LOUISVILLE, G.A. (WJBF) – Louisville city leaders are taking action to fix up some old and dilapidated homes in the area.
“That’s a real hazard, a child or anybody might stick their hand in there and get shocked,” said Mayor of Louisville Jenny Smith.
That’s just one of the many safety hazards inside Laverne Higgs’ home.
“From the water leaks underneath the sinks and behind my washer and dryer, it’s rotted out. But it’s hard to ,you know keep stuff going, when it’s nobody but you in the house,” said homeowner Laverne Higgs.
She’s even tried to fix some of those issues on her own.

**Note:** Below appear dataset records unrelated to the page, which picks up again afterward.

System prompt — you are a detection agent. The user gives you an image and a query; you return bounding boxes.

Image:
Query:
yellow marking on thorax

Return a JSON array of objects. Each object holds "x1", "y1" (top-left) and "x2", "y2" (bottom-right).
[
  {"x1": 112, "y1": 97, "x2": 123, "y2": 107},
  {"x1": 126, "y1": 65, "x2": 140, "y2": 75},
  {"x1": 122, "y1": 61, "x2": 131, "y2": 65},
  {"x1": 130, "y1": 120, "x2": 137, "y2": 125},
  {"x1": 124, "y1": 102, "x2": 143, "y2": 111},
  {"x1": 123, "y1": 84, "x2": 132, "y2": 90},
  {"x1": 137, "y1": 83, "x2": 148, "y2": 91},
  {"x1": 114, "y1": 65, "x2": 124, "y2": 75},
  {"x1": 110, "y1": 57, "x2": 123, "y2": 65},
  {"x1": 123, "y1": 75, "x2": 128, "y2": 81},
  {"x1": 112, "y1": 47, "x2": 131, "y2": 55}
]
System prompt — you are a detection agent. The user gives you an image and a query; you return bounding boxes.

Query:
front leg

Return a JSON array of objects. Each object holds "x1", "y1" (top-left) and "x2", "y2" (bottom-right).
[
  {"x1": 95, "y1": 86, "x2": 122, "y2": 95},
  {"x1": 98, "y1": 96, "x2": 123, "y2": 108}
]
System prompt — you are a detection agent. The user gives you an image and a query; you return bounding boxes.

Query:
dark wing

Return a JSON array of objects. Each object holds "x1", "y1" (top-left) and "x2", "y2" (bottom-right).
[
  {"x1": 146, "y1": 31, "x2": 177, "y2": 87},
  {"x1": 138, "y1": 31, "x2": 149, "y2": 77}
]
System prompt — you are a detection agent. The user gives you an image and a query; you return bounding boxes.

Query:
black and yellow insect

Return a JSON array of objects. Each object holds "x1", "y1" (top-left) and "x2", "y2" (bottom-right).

“Once before the water heater had burst and had mess up the floor and I had to put another floor in there, but eventually throughout the years, you know it started back rotting again,” she said.
Higgs says she’s spent more than 1300 dollars on in-home repairs.
“Yes, and I don’t have that kind of money to spend, because I’m on social security,” she said.
But Higgs isn’t the only homeowner with a story like this.
“We’ve noticed for a long time that are in desperate need of repair and yet many of our homeowners are low income and there is no way they have the money for a 7 thousand dollar roof, ” said Mayor Smith.
She says city leaders have decided to use the funds the city received from the American Rescue Plan to start a low-income homeowner renovation program.
“So we have 20 applicants, we have just recently completed our home inspection reports and our primary concern was roofs as you see on this house, but also any issue related to safety and health and things of that sort, ” said Mayor Smith.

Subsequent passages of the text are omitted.